Create dataset script #252

steve52 · 2023-02-23T20:53:37Z

Resolves: #98

Builds off of https://gist.github.com/toolness/ff8d00f36234442d650c63311178f8bd and https://gist.github.com/austensen/9d1b4eda9ca82ec220f07c7f0245e6a8

Tested it out and made a couple of small tweaks from the version @austensen had. I think it looks good.

Questions:

I put it in /src/, but does anyone feel like it belongs in src/scripts since it's.... you know.. a script? If folks agree, I can move it and update the path variables in the script.
There's a to_camel_case() function in the script file, but it is not actually transforming the text to camelCase, it's transforming it to PascalCase. Maybe it's a nitpick, but I feel like we should be accurate. Feels confusing to me to use the wrong terminology. What do other folks think?

…ipcode array

aepyornis · 2023-02-24T17:52:02Z

thanks!!

in my opinion this might as well just go in src/nycdb and usable from the cli so you can do something like nycdb --scaffold but if others don't want helpers like that in the main program, keeping it as a script is fine too.
DoesntMatterToMe :)

mimiflynn · 2023-02-24T19:07:50Z

Yes, I agree regarding src/scripts as it makes the most sense for standalone scripts.
lol isn't it our job to be pedantic? I totally agree. If its PascalCasing a thing then I would hate someone to question their sanity when it doesn't camelCase a thing.

steve52 · 2023-02-28T16:32:19Z

Adding it to the CLI commands is a cool idea! I'm down for that if other people want it too!

vukevint · 2023-02-28T23:23:59Z

Looks good! Just a couple thoughts:

There will probably need to be various checks in place to prevent things like overwriting to existing files, which happened when I ran the script for an existing dataset (hpd_violations.csv). Could also take this further and allow users to add info via cli inputs, like the URL.
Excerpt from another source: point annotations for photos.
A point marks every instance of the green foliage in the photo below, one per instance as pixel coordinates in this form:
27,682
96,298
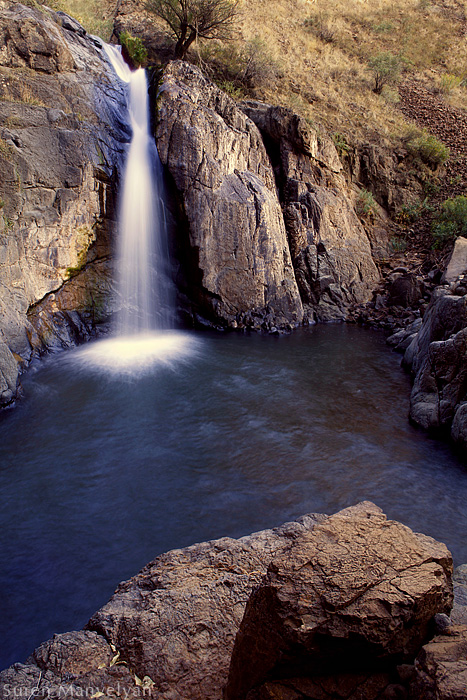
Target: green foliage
238,69
136,50
428,149
340,142
366,206
322,26
451,220
386,69
190,20
409,213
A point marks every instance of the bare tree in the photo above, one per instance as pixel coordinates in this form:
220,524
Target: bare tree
189,20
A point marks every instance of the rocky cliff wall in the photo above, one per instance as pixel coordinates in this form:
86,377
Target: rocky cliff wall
322,608
61,145
435,351
272,237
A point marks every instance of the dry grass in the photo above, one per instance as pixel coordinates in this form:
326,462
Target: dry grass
312,55
96,16
321,49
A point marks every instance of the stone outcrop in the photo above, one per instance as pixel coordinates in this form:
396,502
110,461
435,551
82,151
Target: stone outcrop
237,257
330,249
436,356
441,667
354,596
61,141
344,599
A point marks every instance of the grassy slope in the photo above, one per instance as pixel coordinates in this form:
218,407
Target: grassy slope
313,55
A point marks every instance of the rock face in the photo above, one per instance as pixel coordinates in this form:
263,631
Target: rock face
330,250
437,358
441,668
330,606
356,594
61,141
176,621
239,262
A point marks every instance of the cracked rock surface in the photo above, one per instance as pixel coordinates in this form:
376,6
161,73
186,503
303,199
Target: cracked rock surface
354,595
237,255
61,140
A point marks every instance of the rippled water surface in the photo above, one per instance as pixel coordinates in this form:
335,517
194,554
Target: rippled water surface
100,470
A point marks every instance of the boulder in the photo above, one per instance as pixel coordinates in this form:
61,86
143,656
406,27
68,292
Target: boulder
405,290
176,621
327,607
353,596
457,264
237,261
62,140
441,668
330,249
436,358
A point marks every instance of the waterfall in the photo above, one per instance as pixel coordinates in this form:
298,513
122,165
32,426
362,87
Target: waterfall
142,334
143,279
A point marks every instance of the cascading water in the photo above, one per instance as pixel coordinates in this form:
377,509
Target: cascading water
143,281
142,333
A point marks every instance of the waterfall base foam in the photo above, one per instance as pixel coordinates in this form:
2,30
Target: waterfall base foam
137,353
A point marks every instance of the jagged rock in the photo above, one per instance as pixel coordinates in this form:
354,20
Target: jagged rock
353,592
401,340
72,665
405,290
61,140
441,668
176,620
331,252
72,654
458,261
436,356
445,315
238,257
355,595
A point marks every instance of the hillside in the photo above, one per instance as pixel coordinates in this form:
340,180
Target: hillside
320,59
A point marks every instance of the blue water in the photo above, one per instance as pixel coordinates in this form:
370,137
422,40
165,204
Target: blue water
101,472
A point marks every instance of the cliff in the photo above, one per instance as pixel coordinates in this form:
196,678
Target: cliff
61,146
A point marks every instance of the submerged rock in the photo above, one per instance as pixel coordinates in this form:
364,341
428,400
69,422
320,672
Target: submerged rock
436,357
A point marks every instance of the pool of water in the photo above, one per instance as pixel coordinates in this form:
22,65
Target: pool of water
102,469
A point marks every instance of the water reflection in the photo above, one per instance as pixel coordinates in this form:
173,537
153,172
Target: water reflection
101,471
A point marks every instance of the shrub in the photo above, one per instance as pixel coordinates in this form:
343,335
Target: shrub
386,68
428,148
451,220
135,48
449,83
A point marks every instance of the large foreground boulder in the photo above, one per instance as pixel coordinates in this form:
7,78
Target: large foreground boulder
61,143
329,605
355,595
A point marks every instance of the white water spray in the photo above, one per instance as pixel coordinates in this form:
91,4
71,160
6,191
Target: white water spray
143,278
143,336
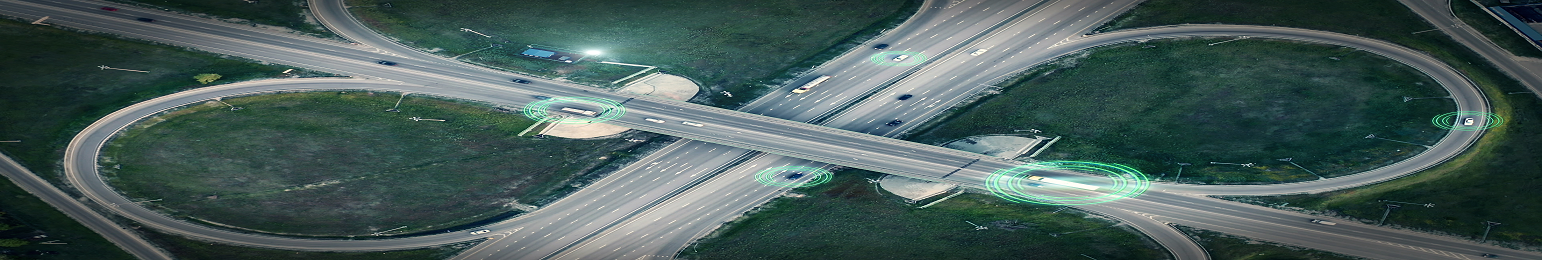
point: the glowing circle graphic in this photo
(793, 176)
(574, 110)
(1467, 120)
(1023, 185)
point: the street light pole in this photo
(1299, 166)
(1485, 230)
(1387, 213)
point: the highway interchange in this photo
(685, 194)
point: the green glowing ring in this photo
(887, 59)
(1126, 182)
(1450, 120)
(774, 176)
(542, 111)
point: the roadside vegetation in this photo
(1158, 103)
(824, 223)
(185, 248)
(736, 46)
(336, 163)
(1240, 248)
(1493, 28)
(292, 14)
(1493, 182)
(53, 85)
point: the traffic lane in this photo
(42, 190)
(697, 213)
(588, 213)
(830, 97)
(1263, 220)
(1439, 14)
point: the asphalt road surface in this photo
(756, 133)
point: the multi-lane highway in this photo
(699, 193)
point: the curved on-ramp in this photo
(82, 151)
(1465, 94)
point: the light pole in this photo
(1299, 166)
(398, 103)
(1180, 173)
(232, 108)
(1485, 230)
(1387, 213)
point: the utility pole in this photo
(1299, 166)
(1180, 173)
(1387, 213)
(1485, 230)
(398, 103)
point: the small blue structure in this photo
(1527, 13)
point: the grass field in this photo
(723, 45)
(1493, 182)
(1240, 248)
(1493, 28)
(195, 250)
(1168, 102)
(850, 219)
(335, 163)
(51, 83)
(278, 13)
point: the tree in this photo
(11, 242)
(205, 77)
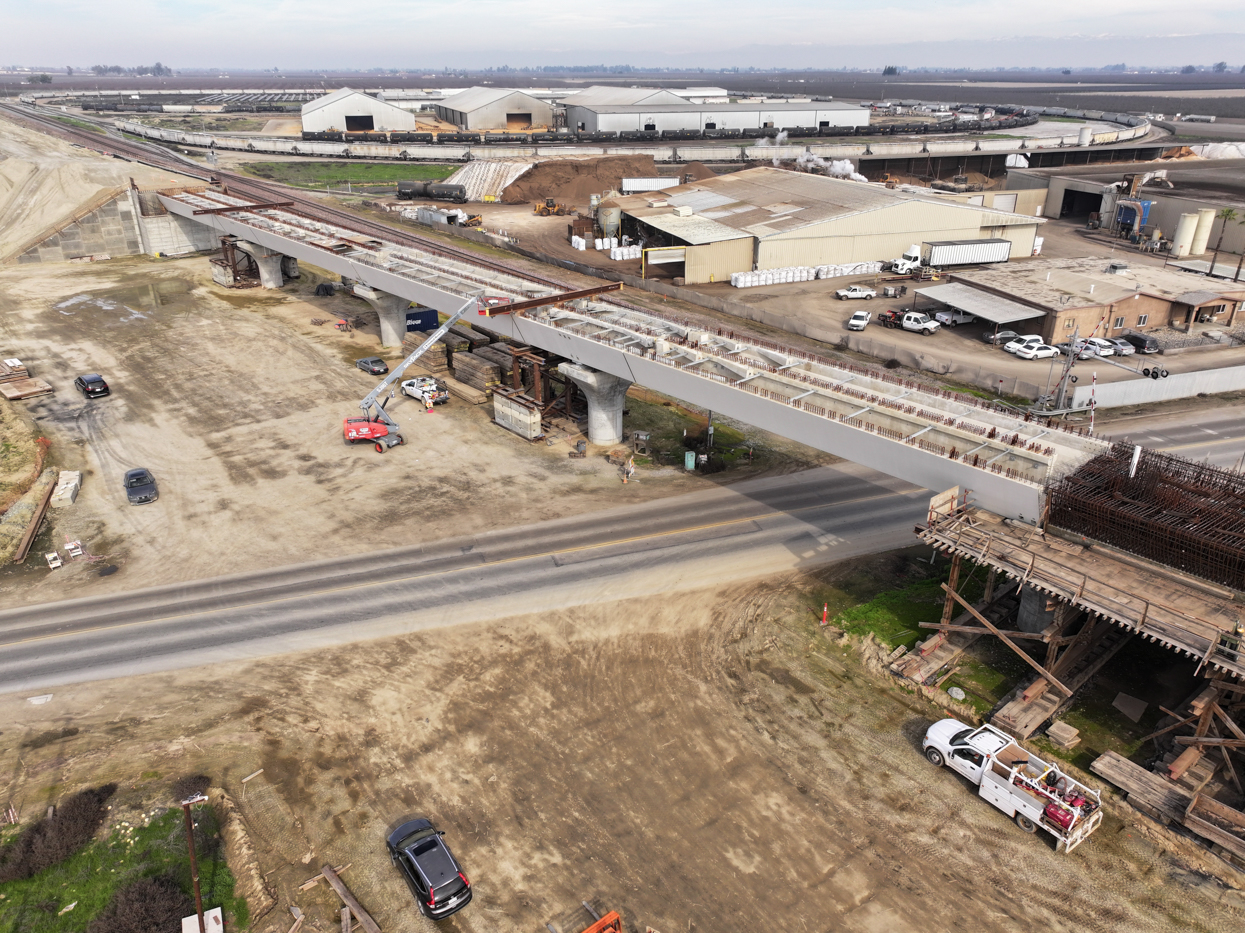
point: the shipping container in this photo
(964, 252)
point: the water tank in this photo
(1202, 234)
(1183, 238)
(609, 216)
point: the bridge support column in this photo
(270, 264)
(391, 310)
(605, 395)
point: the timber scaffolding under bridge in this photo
(1136, 543)
(911, 430)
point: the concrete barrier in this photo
(1178, 385)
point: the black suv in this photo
(431, 872)
(141, 487)
(91, 385)
(1144, 343)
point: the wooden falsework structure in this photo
(1164, 606)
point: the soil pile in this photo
(572, 182)
(699, 171)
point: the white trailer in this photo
(1032, 792)
(965, 252)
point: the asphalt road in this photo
(721, 536)
(1214, 436)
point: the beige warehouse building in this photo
(771, 218)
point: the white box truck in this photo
(965, 252)
(1035, 794)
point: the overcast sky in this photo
(300, 34)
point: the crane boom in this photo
(370, 400)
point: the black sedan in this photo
(91, 385)
(141, 487)
(430, 870)
(372, 364)
(1001, 339)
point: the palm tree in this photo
(1226, 214)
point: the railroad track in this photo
(112, 143)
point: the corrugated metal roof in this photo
(695, 231)
(1085, 283)
(767, 202)
(476, 97)
(620, 96)
(980, 304)
(682, 106)
(342, 94)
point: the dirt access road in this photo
(699, 761)
(234, 401)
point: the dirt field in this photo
(44, 181)
(706, 761)
(234, 401)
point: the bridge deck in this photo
(908, 429)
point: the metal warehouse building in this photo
(681, 115)
(770, 218)
(354, 111)
(494, 108)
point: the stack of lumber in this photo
(66, 488)
(16, 383)
(473, 336)
(435, 359)
(476, 371)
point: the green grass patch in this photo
(895, 615)
(318, 175)
(95, 873)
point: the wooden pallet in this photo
(28, 388)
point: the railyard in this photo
(585, 658)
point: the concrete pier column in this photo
(269, 263)
(605, 395)
(391, 310)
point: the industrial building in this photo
(1148, 202)
(770, 218)
(352, 112)
(1081, 295)
(494, 108)
(603, 95)
(684, 115)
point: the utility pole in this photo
(194, 865)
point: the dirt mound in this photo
(699, 171)
(574, 181)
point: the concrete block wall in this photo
(110, 229)
(169, 233)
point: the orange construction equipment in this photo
(609, 923)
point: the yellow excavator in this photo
(550, 208)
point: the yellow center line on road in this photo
(1204, 444)
(435, 573)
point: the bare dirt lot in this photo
(234, 400)
(704, 761)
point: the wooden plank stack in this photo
(16, 383)
(476, 371)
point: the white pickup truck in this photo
(1028, 790)
(843, 294)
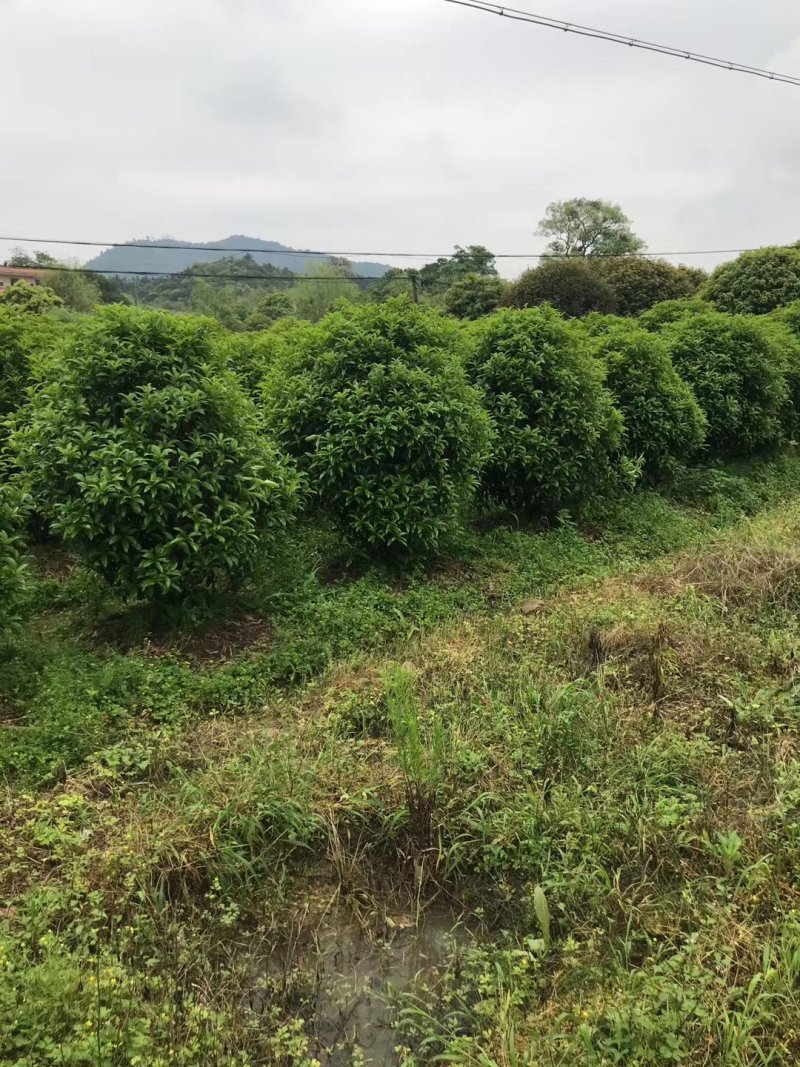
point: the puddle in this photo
(353, 970)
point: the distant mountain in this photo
(141, 255)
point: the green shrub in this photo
(13, 571)
(570, 285)
(756, 282)
(144, 455)
(639, 283)
(252, 355)
(786, 348)
(475, 296)
(377, 411)
(789, 316)
(664, 421)
(738, 377)
(270, 308)
(557, 430)
(34, 299)
(672, 311)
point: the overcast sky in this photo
(409, 125)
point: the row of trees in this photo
(170, 455)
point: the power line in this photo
(619, 38)
(353, 255)
(289, 279)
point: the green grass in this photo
(606, 787)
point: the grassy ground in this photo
(580, 745)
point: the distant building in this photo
(11, 274)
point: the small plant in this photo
(376, 410)
(420, 758)
(145, 456)
(728, 848)
(557, 431)
(542, 911)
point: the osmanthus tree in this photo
(664, 421)
(558, 434)
(374, 408)
(569, 285)
(739, 376)
(143, 452)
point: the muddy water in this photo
(354, 969)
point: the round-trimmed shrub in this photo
(570, 285)
(34, 299)
(475, 296)
(756, 282)
(557, 431)
(639, 283)
(738, 377)
(144, 454)
(13, 571)
(252, 355)
(376, 409)
(672, 311)
(664, 421)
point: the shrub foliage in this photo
(664, 421)
(570, 285)
(738, 376)
(557, 430)
(638, 283)
(378, 412)
(756, 282)
(144, 455)
(474, 296)
(12, 569)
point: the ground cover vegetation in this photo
(409, 685)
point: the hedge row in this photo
(169, 457)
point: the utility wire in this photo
(353, 255)
(619, 38)
(288, 279)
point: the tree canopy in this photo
(589, 227)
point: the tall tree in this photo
(589, 227)
(441, 274)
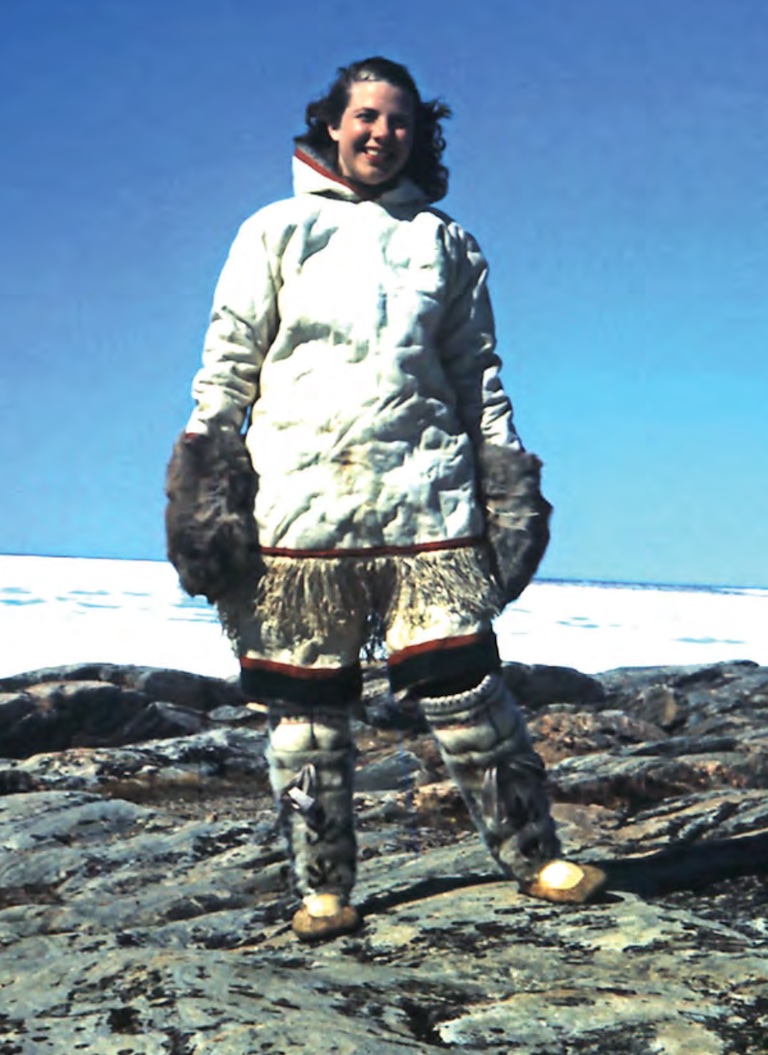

I would also like to see it on the command line! But just wondering if it is good practice to allow modifications of the source code via cli? Maybe just require a path to the local repo of nycdb that will hold the skeleton files?

aepyornis · 2023-03-01T15:31:06Z

good point @vukevint. Perhaps this directory should use the current working directory instead?

aepyornis · 2023-03-01T15:47:33Z

Could also take this further and allow users to add info via cli inputs, like the URL.

this reminds me of something I've wanted before: to be able to declare the transformations in datasets.yml and not need the file dataset_transformations.py at all so a schema entry could look like

schema:
  - table_name: some_city_dataset
    transformations:
      - bbl
      - csv
    fields:
      boro: int
      block: int
      lot: int
      [...]

with this #236 it would be very cool if people could submit datasets with just a yaml file.

wstlabs

LGTM + some feedback.

First of, holistically: Overall this looks like definitely very positive, well-considered effort that scratches addresses a significant project need. Very nice work indeed.

Also, I haven't taken the time to thoroughly analyze the scripts inner workings, or to test it beyond running it once (on a freshly pulled dob_certificate_occupancy dataset).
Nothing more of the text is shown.